Publié le Mercredi 16 septembre 2020 à 17h03.

Mano de Obra, de David Zonana

Film mexicain, 1 h 23 min,  sorti le 19 août 2020.

Le film commence par la chute mortelle d’un ouvrier, employé avec d’autres à la construction d’une maison luxueuse. Il laisse un frère, Francisco, qui travaille aussi sur le chantier, et une compagne enceinte. Le patron refuse toute indemnité, avec le soutien de l’inspection du travail dont le rapport mensonger prétend que l’ouvrier était ivre. Quant au représentant syndical, il joue plutôt le rôle d’un contremaître. La première partie du film décrit ainsi sans concession la situation des ouvriers du bâtiment à Mexico : la dureté du travail, les moments de détente, la solidarité.

Une première œuvre sombre

Face à la mauvaise foi patronale, Francisco entreprend de se venger. Il s’établit d’abord clandestinement dans la maison en passe d’être achevée puis, le propriétaire étant mort brusquement, il décide de l’occuper (ce qui est possible selon la loi mexicaine si aucun héritier ne la réclame). Il invite ses anciens compagnons de chantier à le rejoindre et à vivre dans la vaste bâtisse. Au début tout se passe bien dans cet îlot autogestionnaire. Et puis, des conflits apparaissent tandis que germe le virus de la trahison. Francisco lui-même va changer à un moment et pour des raisons qui demeurent en partie dans l’ombre.

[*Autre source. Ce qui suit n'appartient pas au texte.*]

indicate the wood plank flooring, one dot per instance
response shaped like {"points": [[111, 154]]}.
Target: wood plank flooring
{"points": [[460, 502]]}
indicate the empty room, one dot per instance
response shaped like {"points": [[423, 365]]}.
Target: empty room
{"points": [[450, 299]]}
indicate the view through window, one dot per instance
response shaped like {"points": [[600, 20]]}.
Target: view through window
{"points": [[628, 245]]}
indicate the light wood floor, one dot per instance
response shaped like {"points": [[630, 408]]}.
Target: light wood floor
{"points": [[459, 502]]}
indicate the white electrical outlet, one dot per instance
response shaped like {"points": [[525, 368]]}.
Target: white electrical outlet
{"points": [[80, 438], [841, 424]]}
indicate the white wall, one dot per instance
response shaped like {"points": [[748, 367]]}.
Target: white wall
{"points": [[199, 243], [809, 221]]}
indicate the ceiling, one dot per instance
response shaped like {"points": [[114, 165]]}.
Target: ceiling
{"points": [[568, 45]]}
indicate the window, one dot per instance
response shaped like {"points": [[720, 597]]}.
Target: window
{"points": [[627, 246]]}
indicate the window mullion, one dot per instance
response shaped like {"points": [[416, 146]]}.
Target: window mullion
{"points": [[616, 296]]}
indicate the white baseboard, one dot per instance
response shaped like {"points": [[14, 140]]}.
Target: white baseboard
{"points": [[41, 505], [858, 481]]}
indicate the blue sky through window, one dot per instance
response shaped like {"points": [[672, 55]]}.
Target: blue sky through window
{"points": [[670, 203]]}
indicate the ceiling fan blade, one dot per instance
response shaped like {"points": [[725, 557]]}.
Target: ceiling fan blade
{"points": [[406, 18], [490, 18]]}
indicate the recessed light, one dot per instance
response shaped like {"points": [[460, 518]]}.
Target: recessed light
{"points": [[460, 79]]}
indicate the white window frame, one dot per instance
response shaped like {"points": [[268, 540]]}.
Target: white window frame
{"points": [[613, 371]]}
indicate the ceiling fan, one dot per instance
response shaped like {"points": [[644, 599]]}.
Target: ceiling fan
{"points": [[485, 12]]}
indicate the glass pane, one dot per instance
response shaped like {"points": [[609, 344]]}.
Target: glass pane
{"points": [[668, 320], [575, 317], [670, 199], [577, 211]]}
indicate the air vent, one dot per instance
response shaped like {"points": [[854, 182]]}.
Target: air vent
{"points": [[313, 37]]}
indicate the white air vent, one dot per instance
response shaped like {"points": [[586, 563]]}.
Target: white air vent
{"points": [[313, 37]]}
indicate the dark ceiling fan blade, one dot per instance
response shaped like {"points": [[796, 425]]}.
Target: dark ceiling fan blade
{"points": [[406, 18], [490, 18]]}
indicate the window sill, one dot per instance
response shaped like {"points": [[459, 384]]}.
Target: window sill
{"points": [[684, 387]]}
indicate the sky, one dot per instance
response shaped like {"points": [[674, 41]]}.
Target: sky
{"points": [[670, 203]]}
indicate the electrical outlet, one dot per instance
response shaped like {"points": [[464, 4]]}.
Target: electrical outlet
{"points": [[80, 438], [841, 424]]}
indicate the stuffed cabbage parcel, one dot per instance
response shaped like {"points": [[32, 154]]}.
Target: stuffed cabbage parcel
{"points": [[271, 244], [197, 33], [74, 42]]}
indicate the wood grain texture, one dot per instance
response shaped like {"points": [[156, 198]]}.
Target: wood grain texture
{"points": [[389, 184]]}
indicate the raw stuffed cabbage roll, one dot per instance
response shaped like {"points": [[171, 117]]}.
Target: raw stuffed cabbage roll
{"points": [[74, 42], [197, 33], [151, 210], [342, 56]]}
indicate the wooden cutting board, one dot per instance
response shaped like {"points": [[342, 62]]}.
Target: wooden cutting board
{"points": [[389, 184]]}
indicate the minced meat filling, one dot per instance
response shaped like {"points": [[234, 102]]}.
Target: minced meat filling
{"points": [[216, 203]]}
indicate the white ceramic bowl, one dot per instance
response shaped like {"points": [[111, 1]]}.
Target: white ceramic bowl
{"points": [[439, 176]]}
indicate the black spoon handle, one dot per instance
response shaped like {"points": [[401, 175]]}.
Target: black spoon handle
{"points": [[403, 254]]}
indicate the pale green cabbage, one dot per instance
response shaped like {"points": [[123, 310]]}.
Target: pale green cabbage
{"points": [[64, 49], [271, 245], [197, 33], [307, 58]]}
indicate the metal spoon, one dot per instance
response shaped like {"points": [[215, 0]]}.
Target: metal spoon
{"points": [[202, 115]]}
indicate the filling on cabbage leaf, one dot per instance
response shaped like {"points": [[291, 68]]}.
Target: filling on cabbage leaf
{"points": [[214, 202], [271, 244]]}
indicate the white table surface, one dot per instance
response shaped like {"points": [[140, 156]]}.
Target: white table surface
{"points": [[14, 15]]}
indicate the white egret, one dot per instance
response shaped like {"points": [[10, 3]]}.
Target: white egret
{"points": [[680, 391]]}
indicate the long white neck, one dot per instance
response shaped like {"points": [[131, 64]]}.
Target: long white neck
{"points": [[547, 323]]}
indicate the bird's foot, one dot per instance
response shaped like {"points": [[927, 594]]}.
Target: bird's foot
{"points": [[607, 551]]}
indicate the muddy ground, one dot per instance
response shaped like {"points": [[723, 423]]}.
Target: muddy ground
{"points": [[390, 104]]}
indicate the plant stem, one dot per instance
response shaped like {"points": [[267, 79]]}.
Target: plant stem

Le film dégage une profonde amertume : si les patrons sont impitoyables, les ouvriers sont incapables de solidarité durable, ce qui handicape tout projet d’émancipation collective. David Zonana a réalisé avec talent et avec des comédiens non professionnels (à l’exception de celui qui joue le rôle de Francisco) une première œuvre sombre. Au-delà du pessimisme de l’auteur, le film incite à la réflexion sur les moyens de faire en sorte que ceux qui ne sont dans le capitalisme qu’une « main-d’œuvre » puissent se constituer en collectif capable de changer le monde.